EHV-1, EHM, and the Questions Horse Owners Are Still Asking

EHV-1, EHM, and the Questions Horse Owners Are Still Asking

Your Horse Already Has This Virus

Last year, EHV-1 dominated conversations across the horse world.

Horses were hospitalized. Some were euthanized. Competition schedules were questioned. Owners refreshed social media feeds looking for updates from Texas, Las Vegas, and every major western circuit stop connected to the outbreak.

Then the conversation faded.

The virus never left.

That may be the most important point in this conversation on The NOËLLE FLOYD Podcast with equine internal medicine specialist Dr. Bruno Karam.

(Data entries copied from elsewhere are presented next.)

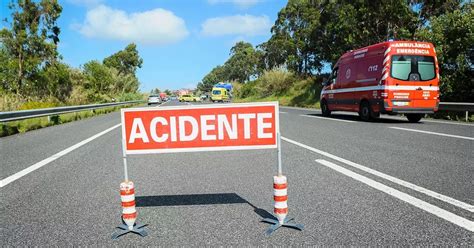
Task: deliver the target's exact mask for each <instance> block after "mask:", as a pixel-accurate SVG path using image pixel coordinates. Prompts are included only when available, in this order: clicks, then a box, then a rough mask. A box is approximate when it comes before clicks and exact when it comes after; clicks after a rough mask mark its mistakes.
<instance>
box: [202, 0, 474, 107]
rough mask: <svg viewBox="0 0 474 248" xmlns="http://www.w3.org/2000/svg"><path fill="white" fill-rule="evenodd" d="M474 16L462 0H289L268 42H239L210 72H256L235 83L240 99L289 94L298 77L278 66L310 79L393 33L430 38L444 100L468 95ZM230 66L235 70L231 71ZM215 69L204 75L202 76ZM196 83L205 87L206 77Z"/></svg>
mask: <svg viewBox="0 0 474 248" xmlns="http://www.w3.org/2000/svg"><path fill="white" fill-rule="evenodd" d="M473 20H474V16H473V4H472V3H470V1H462V0H445V1H439V0H410V1H407V0H391V1H361V0H358V1H345V0H344V1H332V0H331V1H328V0H289V1H288V3H287V5H286V6H285V7H284V8H282V9H281V10H280V11H279V13H278V17H277V20H276V21H275V24H274V25H273V27H272V29H271V32H272V36H271V37H270V38H269V39H268V41H266V42H263V43H262V44H260V45H258V46H257V50H255V51H254V52H251V51H252V49H251V46H250V47H249V44H248V45H245V46H244V45H243V44H239V43H237V44H236V45H235V46H234V47H233V48H232V50H231V54H230V57H229V59H228V60H227V61H226V62H225V63H224V65H223V66H222V67H219V66H218V67H216V68H214V69H213V71H214V70H216V69H219V70H220V68H223V69H222V71H224V75H221V74H219V76H220V78H219V79H221V80H232V79H239V81H240V82H246V81H247V80H249V79H250V77H252V76H254V77H257V76H258V79H257V80H256V81H248V82H247V83H246V84H245V85H243V86H241V87H236V89H237V92H238V94H234V95H236V96H237V97H241V98H249V97H250V98H257V97H260V98H266V99H267V98H268V97H271V96H281V97H286V96H289V95H292V94H293V93H294V92H293V93H291V92H290V91H291V90H294V89H295V87H296V86H295V84H296V83H295V81H294V80H291V79H284V80H283V79H282V78H284V75H283V74H282V75H278V76H277V73H282V69H283V70H288V72H289V73H293V74H294V76H295V77H297V78H299V79H298V80H300V79H301V78H307V77H310V78H311V79H312V80H314V81H318V80H319V79H320V78H321V75H322V73H323V72H324V73H327V71H324V68H327V67H332V65H334V63H336V62H337V59H338V58H339V57H340V56H341V55H342V54H344V53H345V52H346V51H349V50H353V49H357V48H361V47H365V46H368V45H371V44H376V43H379V42H382V41H386V40H388V39H391V38H393V39H396V40H421V41H430V42H432V43H433V44H434V45H435V46H436V50H437V53H438V60H439V66H440V72H441V73H440V74H441V77H440V79H441V82H440V85H441V87H440V91H441V100H442V101H472V99H474V80H473V78H474V77H473V76H474V75H473V69H474V66H473V64H472V63H473V62H472V60H471V59H470V58H472V57H473V55H472V53H473V52H474V47H473V45H472V44H474V38H473V37H474V32H473V29H474V21H473ZM236 48H239V49H238V50H240V51H247V52H246V53H240V54H253V55H252V56H247V57H245V56H241V55H239V56H237V55H238V54H237V53H236V52H235V50H236ZM243 58H245V59H243ZM235 61H238V63H237V62H235ZM243 61H245V62H243ZM231 62H232V63H231ZM233 64H234V65H237V66H236V67H238V68H237V69H229V68H233V67H232V66H230V65H233ZM249 68H252V69H254V70H251V69H249ZM249 72H250V73H249ZM216 74H217V73H215V72H214V73H209V74H208V76H207V77H210V76H214V77H216V76H215V75H216ZM249 75H251V76H250V77H249ZM270 75H273V76H275V77H272V76H270ZM242 79H245V80H242ZM214 83H215V81H214ZM200 86H201V88H203V89H207V88H206V87H204V80H203V83H201V84H200ZM318 88H319V86H311V87H309V88H308V89H309V90H318ZM289 89H291V90H289ZM296 91H298V90H296ZM288 94H289V95H288ZM300 97H301V98H303V97H314V98H316V99H317V98H318V97H319V94H317V93H314V92H310V93H307V94H303V95H300ZM313 100H314V99H309V101H313Z"/></svg>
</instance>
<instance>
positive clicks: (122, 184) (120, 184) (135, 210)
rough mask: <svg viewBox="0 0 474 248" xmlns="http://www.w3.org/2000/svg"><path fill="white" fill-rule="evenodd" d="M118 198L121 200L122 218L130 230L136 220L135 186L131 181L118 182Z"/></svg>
mask: <svg viewBox="0 0 474 248" xmlns="http://www.w3.org/2000/svg"><path fill="white" fill-rule="evenodd" d="M120 199H121V200H122V218H123V221H124V222H125V224H127V226H128V229H129V230H132V229H133V225H134V224H135V221H136V220H137V210H136V209H135V187H134V185H133V182H132V181H127V182H123V183H121V184H120Z"/></svg>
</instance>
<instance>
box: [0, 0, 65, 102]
mask: <svg viewBox="0 0 474 248" xmlns="http://www.w3.org/2000/svg"><path fill="white" fill-rule="evenodd" d="M9 8H10V9H11V10H12V12H13V16H12V19H11V20H10V22H8V21H7V20H6V21H5V22H6V23H7V24H8V25H9V26H10V27H11V28H10V29H7V28H3V29H2V30H1V31H0V38H1V39H2V57H3V58H2V60H3V62H2V64H1V66H2V70H0V73H2V75H0V79H2V87H3V89H4V90H9V91H11V92H14V93H18V94H23V95H31V94H32V93H33V90H34V89H35V87H34V86H35V85H37V84H38V73H39V72H40V71H41V69H42V68H43V67H45V66H49V65H51V64H53V63H55V61H56V59H57V57H58V52H57V44H58V42H59V33H60V29H59V27H58V26H57V25H56V20H57V19H58V18H59V16H60V14H61V11H62V7H61V5H59V3H58V2H57V0H41V1H39V2H35V1H31V0H24V1H18V2H16V3H15V2H11V3H10V4H9Z"/></svg>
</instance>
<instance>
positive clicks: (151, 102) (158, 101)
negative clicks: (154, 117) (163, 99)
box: [148, 95, 161, 105]
mask: <svg viewBox="0 0 474 248" xmlns="http://www.w3.org/2000/svg"><path fill="white" fill-rule="evenodd" d="M160 103H161V99H160V96H159V95H150V96H149V97H148V105H152V104H160Z"/></svg>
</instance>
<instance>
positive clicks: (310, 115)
mask: <svg viewBox="0 0 474 248" xmlns="http://www.w3.org/2000/svg"><path fill="white" fill-rule="evenodd" d="M300 116H303V117H309V118H317V119H323V120H330V121H342V122H349V123H351V122H355V121H349V120H341V119H336V118H327V117H322V116H314V115H300Z"/></svg>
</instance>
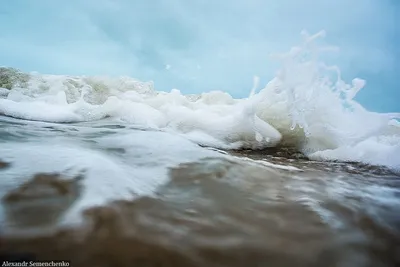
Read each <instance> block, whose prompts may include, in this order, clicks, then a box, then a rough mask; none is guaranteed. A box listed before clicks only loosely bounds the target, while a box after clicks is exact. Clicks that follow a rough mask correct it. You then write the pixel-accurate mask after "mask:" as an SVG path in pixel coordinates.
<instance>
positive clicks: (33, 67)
mask: <svg viewBox="0 0 400 267" xmlns="http://www.w3.org/2000/svg"><path fill="white" fill-rule="evenodd" d="M399 5H400V3H398V1H396V0H140V1H139V0H68V1H62V0H31V1H28V0H1V5H0V31H1V34H0V65H4V66H12V67H17V68H20V69H22V70H24V71H38V72H41V73H51V74H85V75H92V74H102V75H112V76H114V75H129V76H132V77H135V78H138V79H140V80H153V81H154V82H155V85H156V88H157V89H159V90H168V91H169V90H170V89H172V88H178V89H180V90H181V91H182V92H184V93H198V92H201V91H209V90H217V89H218V90H224V91H228V92H230V93H231V94H232V95H234V96H236V97H244V96H247V95H248V93H249V89H250V88H251V86H252V77H253V75H259V76H260V77H261V78H262V82H264V83H266V82H267V81H268V80H269V79H271V78H272V77H273V75H274V73H275V70H276V69H277V67H278V65H277V64H276V63H275V62H273V61H272V60H271V59H270V58H269V54H270V53H273V52H284V51H286V50H288V49H289V48H290V47H291V46H293V45H296V44H298V43H299V41H300V32H301V31H302V30H303V29H305V30H307V31H308V32H310V33H315V32H318V31H320V30H325V31H326V32H327V37H326V38H325V41H326V42H328V43H329V44H332V45H337V46H339V47H340V52H339V53H337V54H335V56H334V57H333V58H331V60H333V62H334V63H336V64H337V65H339V66H340V68H341V69H342V71H343V72H344V76H345V78H346V79H347V81H348V82H350V81H351V79H352V78H355V77H360V78H363V79H366V80H367V86H366V88H365V89H363V90H362V91H361V92H360V93H359V95H358V97H357V99H358V100H359V101H360V102H361V103H362V104H363V105H364V106H366V107H367V108H368V109H371V110H375V111H392V112H393V111H400V103H399V101H400V86H399V85H400V82H398V81H397V80H396V79H399V77H398V76H399V75H400V67H399V66H400V63H399V62H400V52H399V49H398V47H400V36H399V32H400V30H399V27H400V26H399V25H400V19H399V18H396V17H398V16H399V15H400V12H399V10H400V8H399Z"/></svg>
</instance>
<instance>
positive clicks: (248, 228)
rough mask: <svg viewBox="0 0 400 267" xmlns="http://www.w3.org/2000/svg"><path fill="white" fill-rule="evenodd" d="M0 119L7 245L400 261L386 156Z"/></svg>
mask: <svg viewBox="0 0 400 267" xmlns="http://www.w3.org/2000/svg"><path fill="white" fill-rule="evenodd" d="M0 126H1V127H0V133H1V135H0V142H1V144H0V152H1V153H3V154H2V155H0V177H1V178H2V179H1V181H0V183H1V186H0V193H1V196H2V205H1V208H2V210H3V215H2V216H4V218H2V220H1V226H2V229H0V234H1V240H0V244H1V246H0V252H1V253H3V255H6V254H7V257H11V256H12V255H14V256H15V255H16V254H18V253H19V254H20V255H24V256H26V255H28V257H31V258H35V259H48V260H56V259H60V260H66V259H68V260H72V262H73V264H72V266H110V267H111V266H112V267H116V266H129V267H131V266H174V267H177V266H184V267H190V266H207V267H213V266H216V267H217V266H218V267H220V266H229V267H235V266H243V267H244V266H288V267H293V266H321V267H326V266H349V267H352V266H357V267H358V266H371V267H379V266H400V180H399V178H400V177H399V176H398V174H396V173H393V172H392V171H390V170H388V169H384V168H381V167H376V166H368V165H360V164H356V163H339V162H336V163H327V162H315V161H309V160H307V159H305V158H304V157H302V156H301V155H299V154H298V153H296V152H295V151H290V149H283V148H280V149H277V150H276V151H275V150H274V149H269V150H267V151H260V152H254V151H235V152H233V151H230V152H224V151H216V150H212V149H207V148H202V147H199V146H197V145H195V144H193V143H190V142H188V141H187V140H184V139H182V138H180V137H176V136H172V135H169V134H167V133H163V132H158V131H142V129H139V130H135V129H131V128H127V127H123V126H117V127H116V126H115V125H113V124H110V125H104V127H101V125H96V124H93V125H88V124H85V123H82V124H74V125H72V124H71V125H57V124H51V125H50V124H44V123H39V122H37V123H28V122H26V123H24V122H21V121H19V123H17V121H15V122H14V123H11V122H10V123H9V124H4V122H3V124H1V122H0ZM60 133H62V136H60V135H59V134H60ZM21 136H24V139H23V142H24V143H21V141H22V140H19V139H20V138H21ZM16 140H19V141H18V143H17V142H15V141H16ZM149 140H150V142H149ZM1 153H0V154H1ZM32 160H33V162H34V164H32ZM69 167H73V168H72V169H75V170H80V171H82V170H85V173H84V174H82V177H79V178H82V179H73V178H74V177H75V178H76V177H77V176H76V172H75V174H74V172H73V171H72V173H73V175H72V176H71V175H70V176H68V175H65V173H67V171H66V169H68V168H69ZM39 172H42V173H41V174H38V173H39ZM43 172H44V173H43ZM57 172H59V173H57ZM60 173H61V174H60ZM132 191H133V192H132ZM143 192H145V193H143ZM100 200H102V201H100ZM82 203H86V204H85V205H82ZM71 210H74V211H79V212H83V217H84V219H85V220H84V223H83V224H81V225H69V224H60V222H61V221H64V220H66V218H68V217H65V215H66V214H69V213H71ZM61 226H62V227H61ZM65 226H70V227H68V228H66V227H65ZM48 229H51V230H52V231H48Z"/></svg>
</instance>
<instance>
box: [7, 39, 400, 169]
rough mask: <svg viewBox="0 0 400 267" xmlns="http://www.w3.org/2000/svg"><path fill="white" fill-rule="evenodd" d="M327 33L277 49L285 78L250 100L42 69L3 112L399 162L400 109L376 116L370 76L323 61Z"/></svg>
mask: <svg viewBox="0 0 400 267" xmlns="http://www.w3.org/2000/svg"><path fill="white" fill-rule="evenodd" d="M324 35H325V33H324V32H320V33H317V34H315V35H310V34H308V33H306V32H303V38H304V40H303V42H302V43H301V44H300V45H298V46H295V47H293V48H292V49H290V50H289V51H288V52H287V53H282V54H279V55H275V58H276V59H277V60H279V61H280V62H281V65H282V66H281V68H280V70H279V71H278V73H277V75H276V77H275V78H274V79H272V80H271V81H270V82H268V83H267V85H266V86H265V87H264V88H263V89H261V90H260V91H259V92H256V91H257V88H258V86H259V78H258V77H255V78H254V86H253V88H252V90H251V91H250V95H249V97H247V98H244V99H234V98H233V97H232V96H231V95H229V94H228V93H227V92H221V91H212V92H208V93H202V94H200V95H184V94H182V93H181V92H180V91H179V90H177V89H173V90H171V92H159V91H156V90H154V87H153V84H152V83H151V82H140V81H137V80H135V79H132V78H128V77H120V78H109V77H84V76H62V75H59V76H57V75H40V74H34V73H32V74H30V75H29V80H28V82H27V83H26V84H27V85H26V86H25V87H22V88H21V86H20V84H19V85H18V86H19V87H18V88H17V87H14V88H13V89H12V90H11V92H7V94H5V93H3V95H4V97H6V99H0V113H2V114H5V115H8V116H12V117H16V118H24V119H32V120H42V121H48V122H67V121H68V122H69V121H91V120H99V119H102V118H106V117H108V118H110V119H112V120H116V121H124V122H128V123H132V124H136V125H141V126H144V127H150V128H156V129H163V130H167V131H172V132H175V133H177V134H181V135H183V136H185V137H186V138H188V139H190V140H192V141H194V142H198V143H199V144H202V145H207V146H213V147H215V148H222V149H229V148H252V149H262V148H265V147H271V146H277V145H279V144H285V145H292V146H295V147H297V148H298V149H300V150H301V151H303V152H304V153H305V154H307V155H309V156H310V157H312V158H318V159H325V160H351V161H361V162H366V163H370V164H382V165H387V166H391V167H395V168H397V167H398V166H399V162H400V159H399V157H398V156H397V155H400V148H399V145H398V144H399V143H400V129H399V127H398V126H396V125H398V121H396V120H395V119H396V118H397V119H398V118H400V114H396V113H390V114H380V113H374V112H369V111H367V110H366V109H365V108H364V107H362V106H361V105H360V104H359V103H357V102H356V101H355V100H354V98H355V96H356V95H357V93H358V92H359V91H360V90H362V88H363V87H364V86H365V83H366V82H365V81H364V80H362V79H359V78H355V79H353V80H352V82H351V84H348V83H346V82H345V81H344V80H343V79H342V76H341V72H340V68H339V67H338V66H327V65H326V64H325V63H324V62H322V61H321V60H320V59H319V57H320V55H321V54H322V53H326V52H330V51H332V50H333V49H332V47H321V46H318V45H316V43H315V40H316V39H318V38H321V37H323V36H324ZM19 75H20V74H19ZM3 91H4V90H3ZM3 91H2V92H3ZM388 140H391V141H390V142H389V141H388Z"/></svg>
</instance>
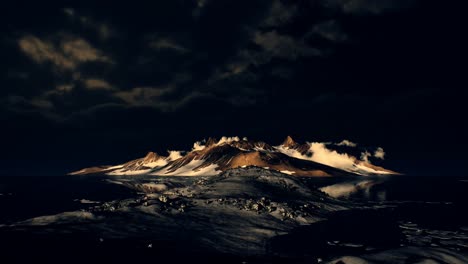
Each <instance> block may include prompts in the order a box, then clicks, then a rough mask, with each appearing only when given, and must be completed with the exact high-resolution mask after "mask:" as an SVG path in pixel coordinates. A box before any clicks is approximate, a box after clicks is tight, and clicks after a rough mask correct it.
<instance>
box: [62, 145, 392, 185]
mask: <svg viewBox="0 0 468 264" xmlns="http://www.w3.org/2000/svg"><path fill="white" fill-rule="evenodd" d="M317 144H319V145H317ZM320 144H322V145H320ZM252 166H255V167H261V168H265V169H269V170H275V171H279V172H281V173H285V174H289V175H294V176H311V177H312V176H347V175H380V174H398V173H396V172H394V171H391V170H387V169H384V168H382V167H378V166H375V165H373V164H371V163H370V162H369V161H368V159H367V158H366V160H359V159H357V158H356V157H354V156H351V155H349V154H346V153H339V152H337V151H336V150H331V149H328V148H327V147H326V145H325V144H324V143H304V144H299V143H297V142H296V141H294V140H293V139H292V138H291V137H290V136H288V137H287V138H286V139H285V140H284V142H283V143H282V144H280V145H278V146H271V145H269V144H268V143H265V142H263V141H250V140H248V139H247V138H243V139H240V138H238V137H222V138H221V139H219V140H216V139H214V138H208V139H207V140H203V141H201V142H196V143H195V144H194V147H193V149H192V150H191V151H188V152H186V154H185V155H182V152H179V151H170V152H169V155H168V156H160V155H158V154H157V153H154V152H149V153H148V154H147V155H146V156H145V157H143V158H140V159H135V160H132V161H129V162H127V163H124V164H121V165H116V166H98V167H91V168H85V169H82V170H79V171H76V172H72V173H70V174H71V175H84V174H106V175H162V176H200V175H218V174H220V173H221V172H224V171H227V170H229V169H233V168H245V167H252Z"/></svg>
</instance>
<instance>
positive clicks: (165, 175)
mask: <svg viewBox="0 0 468 264" xmlns="http://www.w3.org/2000/svg"><path fill="white" fill-rule="evenodd" d="M204 162H205V160H195V159H194V160H191V161H190V162H189V163H187V164H186V165H184V166H182V167H180V168H178V169H177V170H175V171H171V170H170V168H166V169H163V170H161V171H157V172H154V173H151V174H152V175H160V176H200V175H218V174H219V173H221V171H217V170H216V169H217V168H218V165H216V164H210V165H208V166H205V167H202V168H200V166H201V165H203V163H204Z"/></svg>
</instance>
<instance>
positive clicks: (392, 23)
mask: <svg viewBox="0 0 468 264" xmlns="http://www.w3.org/2000/svg"><path fill="white" fill-rule="evenodd" d="M154 2H158V4H153V5H150V6H135V7H129V6H125V7H123V8H110V7H106V8H49V7H48V8H45V7H42V8H37V7H36V8H28V9H26V8H2V11H1V14H0V20H1V27H2V31H1V32H2V33H1V35H0V47H1V49H0V53H1V56H0V58H1V62H0V67H1V69H0V85H1V89H0V124H1V135H2V136H1V139H0V144H1V145H0V146H1V150H0V151H1V156H0V165H1V167H0V174H2V175H47V174H63V173H65V172H69V171H72V170H76V169H79V168H81V167H84V166H92V165H98V164H112V163H118V162H122V161H126V160H129V159H133V158H137V157H140V156H143V155H144V154H145V153H146V152H147V151H149V150H154V151H157V152H160V153H162V154H164V151H165V150H166V149H190V148H191V145H192V143H193V142H194V141H196V140H200V139H203V138H207V137H209V136H212V137H220V136H223V135H225V136H236V135H237V136H240V137H243V136H247V137H249V138H251V139H255V140H264V141H267V142H269V143H271V144H277V143H280V142H281V141H282V139H283V138H284V137H285V136H286V135H292V136H293V137H294V138H296V139H297V140H298V141H305V140H307V141H341V140H342V139H349V140H351V141H355V142H358V143H360V144H362V145H366V146H381V147H383V148H384V149H385V151H386V152H387V156H386V157H387V160H386V162H387V163H386V164H388V167H389V168H390V169H395V170H400V171H404V172H409V173H414V174H441V173H445V174H457V173H459V174H461V173H463V169H464V168H463V163H466V158H467V155H466V148H465V146H466V143H465V141H466V139H465V136H466V135H467V131H466V128H464V126H465V125H466V117H465V116H464V114H463V112H464V110H465V108H466V107H465V104H466V97H465V96H464V89H466V88H467V86H466V78H467V73H466V69H467V67H466V62H467V60H466V52H465V50H466V48H467V47H468V45H467V43H466V41H465V40H464V37H465V35H466V33H467V29H466V25H467V23H466V21H465V20H466V19H464V17H466V14H465V13H464V10H465V9H463V8H461V7H459V6H454V5H453V4H449V2H450V1H422V0H421V1H416V0H401V1H396V0H379V1H373V0H323V1H317V0H316V1H312V0H309V1H306V0H304V1H280V0H273V1H213V0H198V1H195V0H193V1H180V0H174V1H154Z"/></svg>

Listen to the podcast episode

Most horse owners think about EHV-1 as something that arrives during an outbreak. A threat that appears, spreads, and eventually disappears. The reality is far less dramatic and far more complicated.

Almost every horse has already been exposed to EHV-1. Most carry the virus for life. A horse can acquire it at a young age, recover from the initial infection, and continue carrying it for years. During periods of stress, illness, travel, or for reasons that remain poorly understood, the virus can begin shedding again.

A horse can look healthy while participating in that cycle.

That reality changes the way we think about disease outbreaks. An outbreak is rarely the arrival of something new. It is often the point where something that has been present all along becomes impossible to ignore.

Part of the challenge is that EHV-1 and the neurological disease associated with it often get blended into a single conversation.

They are related, but they are not the same thing.

EHV-1 is the virus. EHM, Equine Herpes Myeloencephalopathy, is the neurological disease that can develop following infection.

Most horses exposed to EHV-1 never experience that outcome. Many encounter the virus early in life and move on with little fanfare. The neurological cases are the ones that command attention because the consequences are so severe.

The videos circulating during last year's outbreak were difficult to watch. Horses struggled to coordinate their limbs. Some became unable to stand. Those images shaped public perception of the disease, yet they represent only one possible outcome from a virus that exists far more broadly than many horse owners realize.

That raises an obvious question.

If so many horses carry EHV-1, why do some develop severe disease while others never show signs at all?

Dr. Karam returns to a principle familiar across medicine. Disease is a conversation between the pathogen and the individual. Two horses can encounter the same virus and have entirely different outcomes. Researchers continue studying the factors that influence those responses because the answer remains incomplete.

Last year's outbreak highlighted another reality. Modern horses travel in ways that create ideal conditions for contagious disease.

Large competitions bring together horses from many regions. They travel long distances. They arrive in unfamiliar environments. They share facilities with hundreds of other horses. The stress of travel and competition creates opportunities for viruses to move through a population with remarkable efficiency.

The concern surrounding the western circuit reached such a high level because of how frequently those horses move. A horse can leave one venue, travel to another, and arrive before showing clinical signs. By the time illness becomes apparent, exposure may have already extended across multiple states.

Those circumstances place an enormous responsibility on horse owners, trainers, veterinarians, and event organizers.

They also explain why Dr. Karam keeps returning to one surprisingly simple tool: a thermometer.

Among all the diagnostics available to modern veterinary medicine, temperature monitoring remains one of the most valuable habits a horse owner can develop. A horse's normal temperature range tells a story. Subtle changes often appear before more obvious clinical signs.

The goal is not panic, but awareness.

That same philosophy applies to vaccination. One of the most common criticisms surrounding EHV vaccination is that current vaccines target respiratory disease and offer limited protection against the neurological form. Dr. Karam's perspective centers on risk reduction. Vaccinated horses may experience milder disease and may shed less virus, reducing opportunities for transmission throughout a population.

Medicine rarely deals in absolutes. Veterinary medicine certainly does not.

Throughout the conversation, Dr. Karam returned to an idea that extends well beyond EHV-1. Science continues moving forward because every outbreak, every study, and every case contributes another piece to the puzzle. The recommendations we follow today are informed by the knowledge available today. Future outbreaks will bring new questions and new data.

For horse owners, that means staying curious, staying informed, and paying attention before the headlines arrive.

Because the next outbreak will begin long before anyone starts talking about it.